In Florida, a new law to regulate the use of footage from police body cameras went into effect July 1. SB 248 makes video taken by police body cameras on private property—like residences or medical facilities—exempt from disclosure. Within the context of Florida’s proud public records laws, some feel the new body cam footage exemptions are “overbroad,” too often shielding videos from public records requests.

“The exemptions create unwarranted restrictions on the public’s right of access,” says Barbara Petersen, the president of Florida’s First Amendment Foundation. “Exemption defeats the purpose of body camera videos, or the use of body cameras by law enforcement.“

According to the new law, a body camera recording is public record, except when it is taken “within the interior of a private residence; taken within the interior of a facility that offers health care, mental health care, or social services; or taken in a place that a reasonable person would expect to be private.” Then, it is confidential and exempt.

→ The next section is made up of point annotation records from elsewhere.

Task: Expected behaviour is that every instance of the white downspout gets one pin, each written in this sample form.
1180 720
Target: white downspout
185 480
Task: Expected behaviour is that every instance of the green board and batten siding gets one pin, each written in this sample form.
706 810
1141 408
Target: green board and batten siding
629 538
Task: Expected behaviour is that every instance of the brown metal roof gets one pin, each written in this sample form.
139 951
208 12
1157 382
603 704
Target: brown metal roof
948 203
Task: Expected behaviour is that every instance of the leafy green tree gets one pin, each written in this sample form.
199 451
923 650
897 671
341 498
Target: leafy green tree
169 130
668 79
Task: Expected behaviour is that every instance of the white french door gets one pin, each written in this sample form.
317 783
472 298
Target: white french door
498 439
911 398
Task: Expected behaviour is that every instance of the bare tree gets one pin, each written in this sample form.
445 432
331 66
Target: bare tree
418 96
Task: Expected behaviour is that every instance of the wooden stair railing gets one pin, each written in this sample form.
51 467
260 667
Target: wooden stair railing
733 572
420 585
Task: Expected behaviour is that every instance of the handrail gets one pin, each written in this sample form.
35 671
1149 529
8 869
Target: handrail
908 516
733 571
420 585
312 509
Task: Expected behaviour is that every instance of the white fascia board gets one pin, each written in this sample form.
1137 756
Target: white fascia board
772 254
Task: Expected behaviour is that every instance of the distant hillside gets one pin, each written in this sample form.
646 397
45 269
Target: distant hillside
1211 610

Petersen says the last exemption, especially, is overly vague.

“So do you have a reasonable expectation of privacy when you’re sitting in a park?” Petersen asks. “The law allows law enforcement to release those videos only when they want to.”

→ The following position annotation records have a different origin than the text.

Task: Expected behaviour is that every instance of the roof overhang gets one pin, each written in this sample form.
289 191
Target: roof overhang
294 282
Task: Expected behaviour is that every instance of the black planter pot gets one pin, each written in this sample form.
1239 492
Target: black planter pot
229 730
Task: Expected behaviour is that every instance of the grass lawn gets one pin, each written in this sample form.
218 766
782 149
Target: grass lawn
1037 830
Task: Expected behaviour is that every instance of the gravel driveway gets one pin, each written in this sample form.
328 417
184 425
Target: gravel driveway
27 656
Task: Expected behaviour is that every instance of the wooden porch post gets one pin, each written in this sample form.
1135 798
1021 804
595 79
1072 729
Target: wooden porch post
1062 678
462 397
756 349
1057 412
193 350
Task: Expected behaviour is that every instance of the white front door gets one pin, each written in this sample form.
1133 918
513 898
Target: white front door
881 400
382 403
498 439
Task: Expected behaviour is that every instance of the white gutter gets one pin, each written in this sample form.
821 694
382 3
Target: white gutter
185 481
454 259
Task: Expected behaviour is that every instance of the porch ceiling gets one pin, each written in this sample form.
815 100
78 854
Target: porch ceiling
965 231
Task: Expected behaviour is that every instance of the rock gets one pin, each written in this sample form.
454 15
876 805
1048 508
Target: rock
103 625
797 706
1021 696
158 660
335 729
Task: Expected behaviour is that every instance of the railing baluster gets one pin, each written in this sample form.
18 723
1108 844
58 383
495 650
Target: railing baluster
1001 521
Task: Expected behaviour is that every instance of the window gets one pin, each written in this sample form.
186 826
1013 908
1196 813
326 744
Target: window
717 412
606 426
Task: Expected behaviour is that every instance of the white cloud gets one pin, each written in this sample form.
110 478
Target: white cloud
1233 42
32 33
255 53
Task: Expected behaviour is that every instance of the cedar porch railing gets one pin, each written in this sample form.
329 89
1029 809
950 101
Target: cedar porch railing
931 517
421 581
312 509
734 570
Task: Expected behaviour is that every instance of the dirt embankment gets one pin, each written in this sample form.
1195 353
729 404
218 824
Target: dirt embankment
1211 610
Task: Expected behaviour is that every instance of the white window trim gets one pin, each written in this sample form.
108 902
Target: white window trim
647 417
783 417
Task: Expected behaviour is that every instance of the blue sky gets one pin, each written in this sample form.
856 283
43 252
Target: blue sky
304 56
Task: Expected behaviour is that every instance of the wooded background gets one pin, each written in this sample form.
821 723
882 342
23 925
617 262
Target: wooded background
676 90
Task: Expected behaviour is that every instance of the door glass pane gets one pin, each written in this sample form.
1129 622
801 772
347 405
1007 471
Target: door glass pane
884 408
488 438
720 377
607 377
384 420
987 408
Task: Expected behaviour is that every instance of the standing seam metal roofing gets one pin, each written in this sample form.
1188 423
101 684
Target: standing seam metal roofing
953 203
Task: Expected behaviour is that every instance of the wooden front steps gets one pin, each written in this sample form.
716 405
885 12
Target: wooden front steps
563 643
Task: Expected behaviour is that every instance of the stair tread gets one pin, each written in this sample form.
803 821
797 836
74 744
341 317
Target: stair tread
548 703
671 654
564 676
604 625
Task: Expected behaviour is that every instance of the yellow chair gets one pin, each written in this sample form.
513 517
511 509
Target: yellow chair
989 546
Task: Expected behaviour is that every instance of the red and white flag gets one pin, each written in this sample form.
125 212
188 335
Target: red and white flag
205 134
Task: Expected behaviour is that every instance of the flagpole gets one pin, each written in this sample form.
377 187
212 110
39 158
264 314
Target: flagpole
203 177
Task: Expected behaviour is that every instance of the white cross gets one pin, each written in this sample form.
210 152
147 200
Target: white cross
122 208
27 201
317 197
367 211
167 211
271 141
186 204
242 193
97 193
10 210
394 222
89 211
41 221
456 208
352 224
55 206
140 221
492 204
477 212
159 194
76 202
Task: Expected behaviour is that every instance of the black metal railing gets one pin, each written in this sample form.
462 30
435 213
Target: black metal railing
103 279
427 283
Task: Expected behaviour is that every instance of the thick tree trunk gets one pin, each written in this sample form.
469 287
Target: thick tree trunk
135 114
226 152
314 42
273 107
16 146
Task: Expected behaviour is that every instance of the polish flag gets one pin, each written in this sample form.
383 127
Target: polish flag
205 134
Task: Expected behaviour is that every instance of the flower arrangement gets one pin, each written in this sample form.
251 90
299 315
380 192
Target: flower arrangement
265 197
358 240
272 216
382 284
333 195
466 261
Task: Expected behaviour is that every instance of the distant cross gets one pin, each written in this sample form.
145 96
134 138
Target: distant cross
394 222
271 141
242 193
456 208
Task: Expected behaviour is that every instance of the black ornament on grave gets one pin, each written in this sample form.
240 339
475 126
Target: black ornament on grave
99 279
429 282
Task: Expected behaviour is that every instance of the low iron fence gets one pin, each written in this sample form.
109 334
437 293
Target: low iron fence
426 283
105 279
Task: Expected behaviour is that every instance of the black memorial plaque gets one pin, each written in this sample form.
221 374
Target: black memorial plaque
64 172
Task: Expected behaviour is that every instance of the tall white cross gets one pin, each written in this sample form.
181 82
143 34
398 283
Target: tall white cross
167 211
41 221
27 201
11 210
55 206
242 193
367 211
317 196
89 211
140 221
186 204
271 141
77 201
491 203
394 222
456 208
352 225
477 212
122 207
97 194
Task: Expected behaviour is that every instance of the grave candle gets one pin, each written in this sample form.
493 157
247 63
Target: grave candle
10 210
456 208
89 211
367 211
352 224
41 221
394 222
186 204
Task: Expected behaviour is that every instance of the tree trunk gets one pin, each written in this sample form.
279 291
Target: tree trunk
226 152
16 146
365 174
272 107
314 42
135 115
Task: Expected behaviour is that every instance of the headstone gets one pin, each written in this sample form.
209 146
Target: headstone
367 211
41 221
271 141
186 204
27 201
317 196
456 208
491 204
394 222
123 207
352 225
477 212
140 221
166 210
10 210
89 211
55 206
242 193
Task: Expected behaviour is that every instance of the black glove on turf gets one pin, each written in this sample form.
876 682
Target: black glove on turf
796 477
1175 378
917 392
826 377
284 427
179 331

As the bill awaited Governor Scott’s signature in May, Petersen wrote a letter to Scott on behalf of the First Amendment Foundation calling for his veto. She suggested requiring local law enforcement agencies, instead of the state legislature, to adopt policies about the use of body cameras by their officers. But as expected, Scott signed the bill into law. 

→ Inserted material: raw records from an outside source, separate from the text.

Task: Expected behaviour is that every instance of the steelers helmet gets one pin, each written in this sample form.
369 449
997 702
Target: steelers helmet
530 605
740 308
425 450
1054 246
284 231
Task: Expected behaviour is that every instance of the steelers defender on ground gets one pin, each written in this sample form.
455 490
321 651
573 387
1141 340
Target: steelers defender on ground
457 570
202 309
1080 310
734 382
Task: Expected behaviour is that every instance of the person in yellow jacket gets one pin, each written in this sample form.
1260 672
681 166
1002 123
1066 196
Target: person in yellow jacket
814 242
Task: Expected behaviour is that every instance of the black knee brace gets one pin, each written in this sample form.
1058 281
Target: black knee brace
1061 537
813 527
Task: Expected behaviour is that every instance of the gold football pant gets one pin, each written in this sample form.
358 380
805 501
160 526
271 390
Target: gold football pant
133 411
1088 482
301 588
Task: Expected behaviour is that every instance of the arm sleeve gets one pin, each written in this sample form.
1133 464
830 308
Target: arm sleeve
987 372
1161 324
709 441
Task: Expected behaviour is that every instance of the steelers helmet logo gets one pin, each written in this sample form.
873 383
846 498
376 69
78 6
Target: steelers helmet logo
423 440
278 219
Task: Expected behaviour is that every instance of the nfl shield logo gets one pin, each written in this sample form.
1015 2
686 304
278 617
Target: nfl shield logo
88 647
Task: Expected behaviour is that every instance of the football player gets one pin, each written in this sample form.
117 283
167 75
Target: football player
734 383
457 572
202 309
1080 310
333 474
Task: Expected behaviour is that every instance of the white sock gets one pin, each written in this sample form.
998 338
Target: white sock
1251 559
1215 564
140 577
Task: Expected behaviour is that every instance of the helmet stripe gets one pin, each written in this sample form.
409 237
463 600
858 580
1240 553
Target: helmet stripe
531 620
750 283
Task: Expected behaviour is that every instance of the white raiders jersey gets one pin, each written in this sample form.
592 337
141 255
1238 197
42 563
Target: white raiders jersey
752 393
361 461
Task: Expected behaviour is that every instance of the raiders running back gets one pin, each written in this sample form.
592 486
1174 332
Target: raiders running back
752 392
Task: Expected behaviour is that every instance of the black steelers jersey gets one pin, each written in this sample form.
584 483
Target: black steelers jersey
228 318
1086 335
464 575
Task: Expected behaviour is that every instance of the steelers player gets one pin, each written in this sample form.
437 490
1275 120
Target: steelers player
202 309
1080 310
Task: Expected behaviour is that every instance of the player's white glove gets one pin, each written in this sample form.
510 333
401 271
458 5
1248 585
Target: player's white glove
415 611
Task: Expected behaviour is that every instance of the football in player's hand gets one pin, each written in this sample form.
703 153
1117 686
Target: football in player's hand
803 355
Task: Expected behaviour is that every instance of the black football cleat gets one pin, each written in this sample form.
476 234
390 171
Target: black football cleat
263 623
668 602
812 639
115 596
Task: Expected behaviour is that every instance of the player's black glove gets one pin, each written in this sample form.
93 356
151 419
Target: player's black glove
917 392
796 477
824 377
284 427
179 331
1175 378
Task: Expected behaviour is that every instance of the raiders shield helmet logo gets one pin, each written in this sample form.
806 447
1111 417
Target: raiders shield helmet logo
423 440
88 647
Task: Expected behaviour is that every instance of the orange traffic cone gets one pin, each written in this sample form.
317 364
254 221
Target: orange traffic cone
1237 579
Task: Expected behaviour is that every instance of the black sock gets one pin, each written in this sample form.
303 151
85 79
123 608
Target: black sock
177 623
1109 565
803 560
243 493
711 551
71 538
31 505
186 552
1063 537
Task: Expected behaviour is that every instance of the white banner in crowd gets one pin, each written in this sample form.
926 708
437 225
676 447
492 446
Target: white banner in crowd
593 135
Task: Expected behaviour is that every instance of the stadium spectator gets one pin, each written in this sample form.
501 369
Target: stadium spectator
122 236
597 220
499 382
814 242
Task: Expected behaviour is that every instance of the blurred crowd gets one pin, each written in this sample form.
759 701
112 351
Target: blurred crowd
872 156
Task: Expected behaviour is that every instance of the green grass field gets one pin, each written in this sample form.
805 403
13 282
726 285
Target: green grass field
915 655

Carlos Miller, a photojournalist and founder of the website Photography is Not a Crime, says the public should support efforts that protect people’s right to privacy, and he applauds the law’s effort to try to do so. But he agrees with Petersen that Florida’s new law leaves plenty of questions unanswered.

“What if cops bust into your home and hurt you for no reason?” he says. “Should I have the right to access that? Should that be public record? And what if the person involved in the incident dies, is in the hospital, or in jail, and doesn’t have access to a lawyer? We’re told by people on the witness stand that this is wrong but we can’t access this footage? That doesn’t seem right.”

He also takes issue with a portion of the law that says cops can destroy body camera footage after 90 days.

“That is very convenient for [law enforcement] if they unlawfully arrest somebody who ends up staying in jail for more than 90 days,” Miller says.

Floridians should understand the new law and exemptions, he says, and continue the conversation about how to best balance public access with the right to privacy. 

“The national media has realized we have a problem with police,” he says. “We can’t continue acting like we’re back in the old days, but we’re definitely learning as we go.”